Rushdie himself behaved both badly and well, so reduced by the experience of being reviled and hunted that he briefly announced his conversion to Islam. "I don't think anyone blamed him," said Hanif Kureishi, but it sounds as if his sister did: "What is this about?" she said furiously when she heard. "Have you gone mad?" Before long, Rushdie recanted his recantation. "The question is, 'Is it worth dying for?'" he recalls thinking, and deciding that the ability to question and imagine even in the teeth of religious affront was, he came out fighting. Fortunately, he had some fighters with him – when no American publisher would take on the paperback of The Satanic Verses, his agent Andrew Wylie did it himself under the imprint the Consortium, which effectively roped them in anyway. And Rushdie's Norwegian publisher's response to being shot twice in the back was to extend the print run from his hospital bed.

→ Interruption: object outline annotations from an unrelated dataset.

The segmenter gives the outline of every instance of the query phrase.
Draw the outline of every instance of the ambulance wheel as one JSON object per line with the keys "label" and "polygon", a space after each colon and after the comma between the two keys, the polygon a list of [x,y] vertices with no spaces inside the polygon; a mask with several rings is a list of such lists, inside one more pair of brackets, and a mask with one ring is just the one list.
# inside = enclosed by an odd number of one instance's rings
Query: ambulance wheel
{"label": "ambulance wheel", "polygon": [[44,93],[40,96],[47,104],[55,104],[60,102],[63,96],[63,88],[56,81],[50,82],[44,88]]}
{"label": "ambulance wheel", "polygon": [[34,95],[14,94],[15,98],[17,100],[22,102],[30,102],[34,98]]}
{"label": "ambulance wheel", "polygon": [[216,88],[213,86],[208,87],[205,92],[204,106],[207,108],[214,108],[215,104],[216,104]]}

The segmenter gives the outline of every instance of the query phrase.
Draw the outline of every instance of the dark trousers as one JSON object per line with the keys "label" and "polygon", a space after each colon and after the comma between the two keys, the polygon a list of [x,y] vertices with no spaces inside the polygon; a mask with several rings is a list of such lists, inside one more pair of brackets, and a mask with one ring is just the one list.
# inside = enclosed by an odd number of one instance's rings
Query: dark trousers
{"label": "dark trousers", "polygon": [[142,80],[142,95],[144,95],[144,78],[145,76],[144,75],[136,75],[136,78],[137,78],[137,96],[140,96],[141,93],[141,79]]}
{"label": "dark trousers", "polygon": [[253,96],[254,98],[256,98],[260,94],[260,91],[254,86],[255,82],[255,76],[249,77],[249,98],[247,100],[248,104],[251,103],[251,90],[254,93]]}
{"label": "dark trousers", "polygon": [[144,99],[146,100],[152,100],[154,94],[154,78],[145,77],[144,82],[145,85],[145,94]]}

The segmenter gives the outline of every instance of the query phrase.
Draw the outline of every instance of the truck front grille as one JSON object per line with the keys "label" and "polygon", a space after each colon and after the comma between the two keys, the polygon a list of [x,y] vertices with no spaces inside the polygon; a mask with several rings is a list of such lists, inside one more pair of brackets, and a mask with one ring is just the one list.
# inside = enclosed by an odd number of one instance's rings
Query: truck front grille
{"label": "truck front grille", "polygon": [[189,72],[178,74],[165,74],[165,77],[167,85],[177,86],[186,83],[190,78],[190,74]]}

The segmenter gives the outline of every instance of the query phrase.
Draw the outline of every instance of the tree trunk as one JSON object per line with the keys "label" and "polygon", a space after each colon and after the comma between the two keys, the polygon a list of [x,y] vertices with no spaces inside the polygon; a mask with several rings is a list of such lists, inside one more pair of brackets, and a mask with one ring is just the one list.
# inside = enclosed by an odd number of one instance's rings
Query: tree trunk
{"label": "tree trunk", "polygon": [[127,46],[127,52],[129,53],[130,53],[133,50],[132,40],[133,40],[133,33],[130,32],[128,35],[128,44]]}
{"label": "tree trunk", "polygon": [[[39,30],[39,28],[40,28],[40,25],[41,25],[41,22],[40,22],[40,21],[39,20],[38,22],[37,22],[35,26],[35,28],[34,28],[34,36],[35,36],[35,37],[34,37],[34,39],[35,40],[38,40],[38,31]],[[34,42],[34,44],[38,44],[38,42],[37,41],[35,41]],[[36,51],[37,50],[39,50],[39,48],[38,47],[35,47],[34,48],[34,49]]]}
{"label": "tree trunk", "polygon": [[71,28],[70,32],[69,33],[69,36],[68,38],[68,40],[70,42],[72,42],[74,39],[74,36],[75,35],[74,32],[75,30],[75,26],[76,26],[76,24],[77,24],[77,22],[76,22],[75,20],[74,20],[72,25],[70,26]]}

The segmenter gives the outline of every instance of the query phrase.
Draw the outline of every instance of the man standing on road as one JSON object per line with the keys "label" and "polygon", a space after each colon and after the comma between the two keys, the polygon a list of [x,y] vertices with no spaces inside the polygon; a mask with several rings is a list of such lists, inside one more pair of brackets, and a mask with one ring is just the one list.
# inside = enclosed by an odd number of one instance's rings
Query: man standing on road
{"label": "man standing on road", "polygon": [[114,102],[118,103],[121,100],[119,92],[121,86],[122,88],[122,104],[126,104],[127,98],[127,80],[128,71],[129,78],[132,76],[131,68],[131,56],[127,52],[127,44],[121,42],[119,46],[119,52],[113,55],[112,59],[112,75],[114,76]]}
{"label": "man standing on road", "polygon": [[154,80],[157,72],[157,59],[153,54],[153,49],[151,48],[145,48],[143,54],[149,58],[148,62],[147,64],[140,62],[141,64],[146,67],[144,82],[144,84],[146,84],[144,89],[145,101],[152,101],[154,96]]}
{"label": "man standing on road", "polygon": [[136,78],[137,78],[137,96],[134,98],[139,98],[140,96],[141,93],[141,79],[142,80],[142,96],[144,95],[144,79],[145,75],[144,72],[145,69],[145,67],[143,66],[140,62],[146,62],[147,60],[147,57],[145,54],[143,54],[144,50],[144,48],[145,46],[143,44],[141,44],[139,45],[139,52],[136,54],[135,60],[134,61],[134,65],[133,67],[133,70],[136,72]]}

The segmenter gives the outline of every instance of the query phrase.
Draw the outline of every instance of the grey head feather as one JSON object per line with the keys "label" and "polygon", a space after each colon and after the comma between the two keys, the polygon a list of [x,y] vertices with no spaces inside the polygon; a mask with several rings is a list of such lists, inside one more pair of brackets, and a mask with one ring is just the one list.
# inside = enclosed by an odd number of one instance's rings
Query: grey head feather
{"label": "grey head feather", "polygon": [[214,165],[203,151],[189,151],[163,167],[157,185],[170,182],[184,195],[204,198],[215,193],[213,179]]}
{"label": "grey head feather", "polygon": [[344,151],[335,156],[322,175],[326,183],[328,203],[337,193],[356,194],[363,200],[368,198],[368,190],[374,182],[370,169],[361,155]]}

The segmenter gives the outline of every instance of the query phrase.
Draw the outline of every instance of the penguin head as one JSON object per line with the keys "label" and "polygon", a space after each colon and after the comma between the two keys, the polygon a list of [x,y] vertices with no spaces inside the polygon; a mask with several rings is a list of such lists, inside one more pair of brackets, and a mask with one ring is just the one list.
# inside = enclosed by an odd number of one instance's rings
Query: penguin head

Curiously, the only time Rushdie got emotional wasn't when he was recalling the terror of thinking his son might have been kidnapped, or talking of his own fear, but when he remembered the day of 9/11 in New York, as though that vast atrocity provided an outlet for less controllable feelings about his private ordeal. And speaking before the most recent paroxysms of righteous indignation, he was at pains to point out that his own qualified victory didn't mean the battle was over. "These attacks are happening elsewhere," he said. He certainly got that right.